Like many Baptist Churches, Bethel Baptist Church formed as a split from another church. After meeting at several locations in Weatherford, the church body obtained property just off FM920 northwest of downtown Weatherford in the late 1970s. Several men served as pastor of the church as the attendance numbers ebbed and flowed.

 

In late June/early July 2007, I received a call from the deacon chairman asking if I was available to preach on the following Sunday. The one-week invitation turned into an interim position which turned into my first pastorate which lasted just over six years. We had good days and we had bad days. Although our numbers were shrinking, our depth was growing.

 

In October 2013, we knew that we could no longer to afford to keep the doors open and it was clear that God was leading us to close the doors. Our bylaws stated that the building and property would be given to the Parker Baptist Association, so after removing my library and other personal items, we handed over the keys to my long-time friend and fellow seminary student, John Thielepape, the Director of Missions of Parker Baptist Association. During our last meeting, some members voiced fears that the Association would quickly dispose of the property, putting to death the legacy of our church. But I knew it would be OK. I reiterated that God was leading us to do this and that I trusted John and the members of the Association’s Executive Board.

 

A few months later, God opened doors (literally) for ministry to continue at the property. Among other ministries, MercyHeart, a ministry founded by a friend of mine began ministering to the Parker County families of inmates on Tuesday Nights. A local church had sold its property to developers and the new building wasn’t ready to move into, so they began to meet on Sundays and Wednesdays, bringing their air conditioners to replace Bethel’s broken units.

 

Ministry continued.

 

After serving in several interim pastorates in Parker and Wise Counties, this past July I was called to be the pastor of Fellowship Baptist Church, five miles north of Weatherford. Yesterday, John (back from a sabbatical) called to welcome me back to the Association and to tell me of the meeting this morning. The meeting would consider the proposal to enter a lease-to-purchase agreement with a young church. A related proposal would take proceeds from the lease payments to designate for funds for church planting and missions. John said he’d like for me to be there.

 

Today’s special Called Meeting of the Association’s Executive Board required 20 attendees to form the Quorum. I was the last person to walk into the meeting and signed the attendance sheet in the twentieth position.
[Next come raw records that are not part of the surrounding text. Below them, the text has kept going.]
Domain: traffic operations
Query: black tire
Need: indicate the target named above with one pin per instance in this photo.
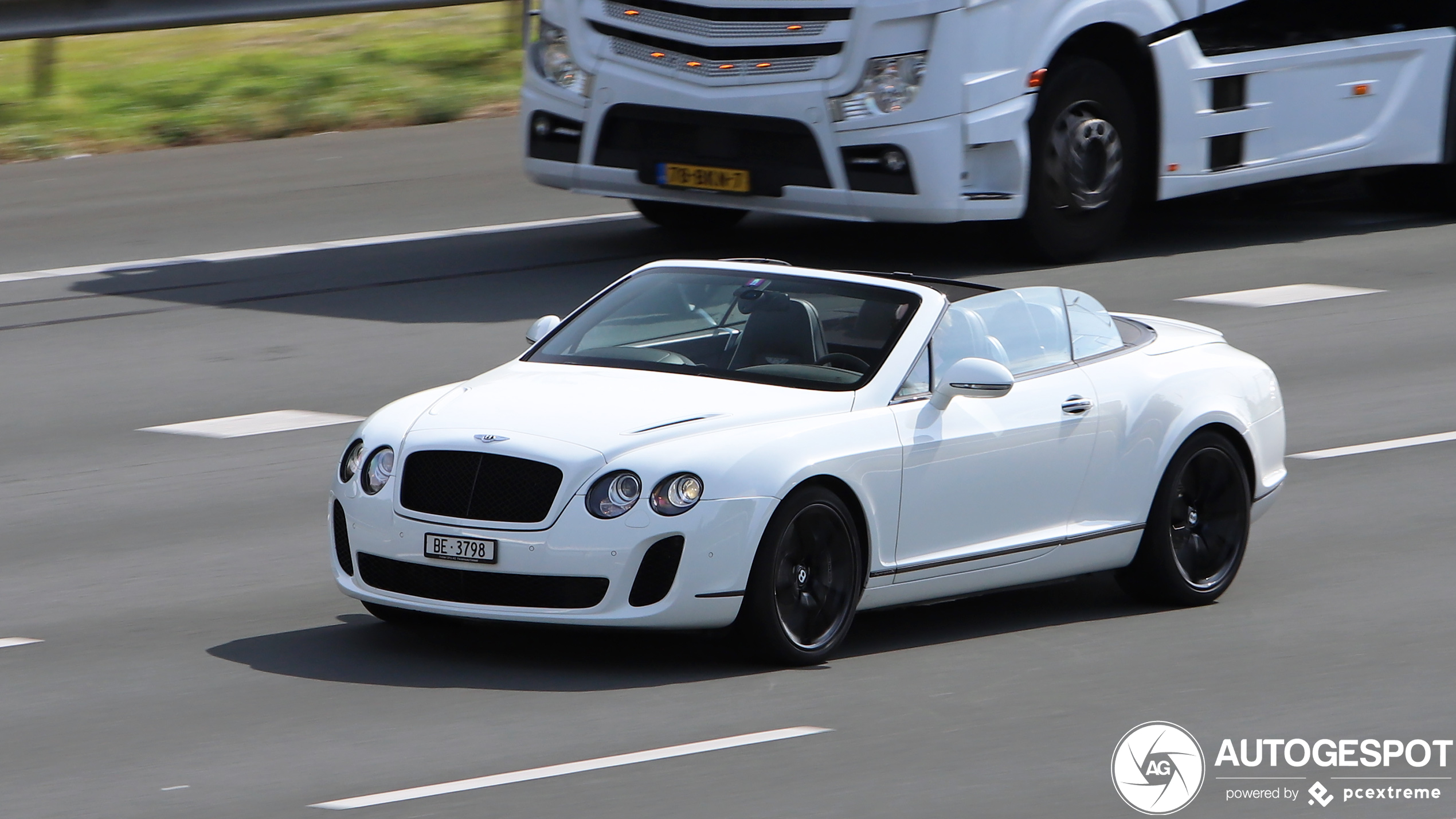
(805, 580)
(676, 216)
(1197, 528)
(1085, 158)
(405, 618)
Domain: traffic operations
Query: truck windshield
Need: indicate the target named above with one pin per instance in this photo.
(784, 330)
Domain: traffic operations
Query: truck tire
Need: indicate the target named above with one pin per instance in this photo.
(1085, 155)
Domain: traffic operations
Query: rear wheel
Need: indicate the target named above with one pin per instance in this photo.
(1197, 528)
(1085, 155)
(805, 580)
(678, 216)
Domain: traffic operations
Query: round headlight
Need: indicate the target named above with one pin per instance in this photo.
(353, 458)
(613, 494)
(678, 493)
(378, 470)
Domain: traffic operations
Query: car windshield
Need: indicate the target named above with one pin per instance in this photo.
(785, 330)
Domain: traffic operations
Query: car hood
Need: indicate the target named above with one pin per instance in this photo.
(615, 410)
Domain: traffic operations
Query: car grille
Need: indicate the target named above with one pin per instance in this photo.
(775, 152)
(478, 486)
(717, 60)
(481, 588)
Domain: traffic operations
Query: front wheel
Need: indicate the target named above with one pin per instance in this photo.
(678, 216)
(1084, 162)
(1197, 528)
(805, 580)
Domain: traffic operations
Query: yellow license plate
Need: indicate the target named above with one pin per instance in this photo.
(702, 178)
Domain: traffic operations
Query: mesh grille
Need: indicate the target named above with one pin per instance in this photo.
(481, 588)
(478, 486)
(341, 540)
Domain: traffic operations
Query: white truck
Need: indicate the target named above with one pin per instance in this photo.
(1060, 114)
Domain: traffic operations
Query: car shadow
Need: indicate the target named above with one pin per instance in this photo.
(526, 274)
(527, 658)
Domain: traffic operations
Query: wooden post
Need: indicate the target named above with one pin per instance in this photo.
(42, 69)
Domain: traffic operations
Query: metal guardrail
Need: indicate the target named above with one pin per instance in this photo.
(33, 20)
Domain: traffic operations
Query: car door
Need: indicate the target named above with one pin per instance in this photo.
(992, 480)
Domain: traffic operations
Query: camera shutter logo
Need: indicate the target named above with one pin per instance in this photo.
(1158, 769)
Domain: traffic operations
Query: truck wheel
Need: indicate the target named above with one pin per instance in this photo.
(1197, 528)
(676, 216)
(1084, 159)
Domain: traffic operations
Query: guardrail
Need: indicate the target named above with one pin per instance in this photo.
(36, 20)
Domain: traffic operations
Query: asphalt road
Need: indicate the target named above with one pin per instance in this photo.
(193, 634)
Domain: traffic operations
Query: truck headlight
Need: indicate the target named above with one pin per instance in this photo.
(889, 85)
(554, 60)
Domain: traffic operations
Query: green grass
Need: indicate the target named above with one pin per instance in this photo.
(261, 81)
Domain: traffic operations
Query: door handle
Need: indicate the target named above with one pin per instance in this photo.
(1077, 405)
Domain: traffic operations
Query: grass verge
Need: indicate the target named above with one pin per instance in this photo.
(261, 81)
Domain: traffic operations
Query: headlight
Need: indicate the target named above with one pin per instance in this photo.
(612, 496)
(378, 470)
(353, 457)
(554, 60)
(889, 85)
(678, 493)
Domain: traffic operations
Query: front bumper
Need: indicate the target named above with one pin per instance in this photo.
(720, 540)
(942, 166)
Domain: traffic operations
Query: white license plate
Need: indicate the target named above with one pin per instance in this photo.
(469, 550)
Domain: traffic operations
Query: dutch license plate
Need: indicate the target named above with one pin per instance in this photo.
(702, 178)
(469, 550)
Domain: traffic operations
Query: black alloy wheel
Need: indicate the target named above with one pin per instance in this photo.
(1084, 163)
(678, 216)
(805, 580)
(1197, 528)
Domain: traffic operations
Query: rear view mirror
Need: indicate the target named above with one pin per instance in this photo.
(541, 327)
(974, 378)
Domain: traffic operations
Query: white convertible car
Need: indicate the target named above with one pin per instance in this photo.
(775, 448)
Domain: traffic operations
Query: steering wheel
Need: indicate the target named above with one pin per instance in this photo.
(843, 362)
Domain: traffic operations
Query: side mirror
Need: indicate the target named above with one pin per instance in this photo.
(541, 327)
(974, 378)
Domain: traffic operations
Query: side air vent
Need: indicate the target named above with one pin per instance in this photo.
(341, 540)
(657, 572)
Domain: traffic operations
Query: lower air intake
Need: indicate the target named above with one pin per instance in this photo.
(657, 572)
(341, 540)
(481, 588)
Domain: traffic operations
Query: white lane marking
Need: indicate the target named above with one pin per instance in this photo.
(254, 424)
(287, 249)
(1282, 295)
(1376, 446)
(570, 769)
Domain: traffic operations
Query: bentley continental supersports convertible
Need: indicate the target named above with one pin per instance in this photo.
(775, 448)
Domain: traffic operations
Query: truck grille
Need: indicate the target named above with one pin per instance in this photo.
(777, 152)
(481, 588)
(478, 486)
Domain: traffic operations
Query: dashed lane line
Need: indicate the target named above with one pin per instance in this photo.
(1376, 446)
(142, 266)
(1282, 295)
(570, 769)
(254, 424)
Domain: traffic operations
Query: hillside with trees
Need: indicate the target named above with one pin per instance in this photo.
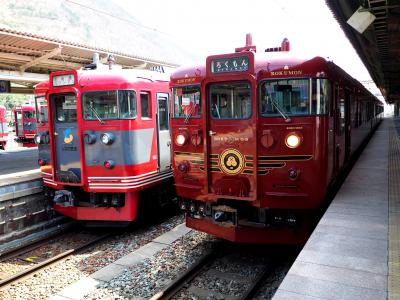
(96, 23)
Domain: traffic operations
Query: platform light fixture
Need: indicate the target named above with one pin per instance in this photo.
(361, 19)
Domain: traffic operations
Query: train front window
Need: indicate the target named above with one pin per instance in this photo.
(287, 96)
(29, 114)
(100, 105)
(109, 105)
(65, 108)
(295, 97)
(127, 104)
(230, 100)
(186, 101)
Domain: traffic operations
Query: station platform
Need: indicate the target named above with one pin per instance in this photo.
(354, 252)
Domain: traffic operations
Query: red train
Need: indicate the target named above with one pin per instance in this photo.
(25, 124)
(104, 142)
(258, 142)
(3, 128)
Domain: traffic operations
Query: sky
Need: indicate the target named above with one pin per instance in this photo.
(210, 27)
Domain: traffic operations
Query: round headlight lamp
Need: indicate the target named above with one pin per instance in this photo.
(38, 139)
(107, 138)
(181, 139)
(293, 140)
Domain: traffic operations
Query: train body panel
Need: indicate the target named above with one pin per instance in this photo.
(258, 142)
(3, 127)
(108, 139)
(25, 124)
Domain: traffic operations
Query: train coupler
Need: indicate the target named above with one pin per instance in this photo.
(64, 198)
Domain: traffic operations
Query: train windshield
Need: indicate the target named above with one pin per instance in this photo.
(109, 105)
(230, 100)
(29, 114)
(295, 97)
(41, 110)
(186, 101)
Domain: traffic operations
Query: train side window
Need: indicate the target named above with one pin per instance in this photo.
(101, 105)
(127, 104)
(321, 96)
(163, 112)
(342, 117)
(145, 108)
(186, 101)
(230, 100)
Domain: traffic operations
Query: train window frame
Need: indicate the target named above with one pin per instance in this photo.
(233, 107)
(25, 112)
(179, 104)
(118, 117)
(149, 117)
(311, 102)
(131, 108)
(96, 118)
(56, 119)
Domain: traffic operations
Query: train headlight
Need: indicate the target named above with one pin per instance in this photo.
(107, 138)
(293, 140)
(37, 139)
(90, 138)
(181, 139)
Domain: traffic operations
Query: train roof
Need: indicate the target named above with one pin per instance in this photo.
(263, 62)
(274, 61)
(123, 75)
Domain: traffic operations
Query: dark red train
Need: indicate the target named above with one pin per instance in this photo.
(104, 141)
(258, 142)
(3, 127)
(25, 124)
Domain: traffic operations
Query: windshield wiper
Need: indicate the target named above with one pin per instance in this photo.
(95, 113)
(279, 109)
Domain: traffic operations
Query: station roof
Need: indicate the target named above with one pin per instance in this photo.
(379, 45)
(26, 58)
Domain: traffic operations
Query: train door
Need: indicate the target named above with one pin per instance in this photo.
(340, 138)
(19, 130)
(163, 136)
(232, 140)
(331, 135)
(67, 147)
(347, 122)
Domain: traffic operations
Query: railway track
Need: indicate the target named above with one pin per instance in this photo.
(21, 263)
(234, 276)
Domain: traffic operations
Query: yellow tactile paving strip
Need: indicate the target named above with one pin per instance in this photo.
(394, 213)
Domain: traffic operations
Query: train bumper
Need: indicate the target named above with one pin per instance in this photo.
(249, 234)
(126, 213)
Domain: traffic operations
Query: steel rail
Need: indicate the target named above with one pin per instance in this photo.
(176, 285)
(59, 257)
(184, 280)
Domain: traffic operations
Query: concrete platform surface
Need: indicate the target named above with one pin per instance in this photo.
(348, 254)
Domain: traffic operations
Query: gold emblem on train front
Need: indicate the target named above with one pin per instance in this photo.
(231, 161)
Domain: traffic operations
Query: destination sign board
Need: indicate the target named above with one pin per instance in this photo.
(230, 64)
We had a quorum. Both proposals passed unanimously.

 

I must give a big shout-out to the Parker Baptist Association Executive Board and its Director of Missions, my friend John for their wise stewardship of the property and their vision of extending the ministry on the property.

 

Those who feared the worst in closing the doors of our church should feel a great peace because God continues to use our former church building to do ministry and extend His Kingdom. And that’s a really good thing! God is good!

 

Please join me in praying for Pastor Joel Kindberg and Grace Covenant Church as they begin ministering to the people of Weatherford from their new address at 201 Kathey Street in Weatherford. MercyHeart will continue their ministry alongside Grace.